I’m also predicting that the scope of data governance is going to expand beyond just data. It’s not just data and reports. We are going to see more transformations like Spark, Python even Air Flow. We’re going to see more streaming data. Kafka Schema Registry, for example. We will see AI models become part of this whole governance suite.

The governance suite is going to be very comprehensive with detailed lineage, impact analysis, and then even expand into data quality. We’ve already seen that happen with some of the tools where companies are buying smaller firms and bringing in data quality monitoring and integrating it with metadata management, data catalogs, also data access governance.

So what we are going to see is that once the data governance platforms become the key entry point into these modern architectures, I’m predicting that the usage, the number of users of a data catalog is going to exceed that of a BI tool. That will take time but we already see that trajectory.

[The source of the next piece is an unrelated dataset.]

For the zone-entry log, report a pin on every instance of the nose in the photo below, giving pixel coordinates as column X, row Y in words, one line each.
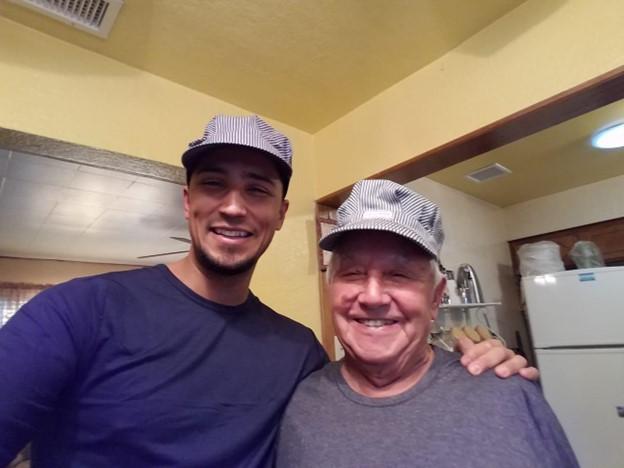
column 233, row 204
column 373, row 294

We opened up the prediction for comments and the following were noteworthy:

Doug Henschen, while generally agreeing with Sanjeev on the importance of governance, believes we’re still a ways off from mainstream. His opinion is that too few organizations practice good governance because it’s difficult and incentives are lacking. He did point out that ESG – environmental, social and governance – mandates may be a catalyst, as it has been in financial regulation. This will require tighter governance, but his feeling is we still have far to go before mainstream adoption.

Brad Shimmin added that he’d love to believe that data catalogs would be the answer, but to date, they’ve become metadata silos for specific domain use cases, such as cybersecurity or data quality. And penalties for noncompliance, such as fines, are often less expensive than fixing governance. But with new public policy emerging, we may see more strict guidelines put in place that will accelerate this prediction.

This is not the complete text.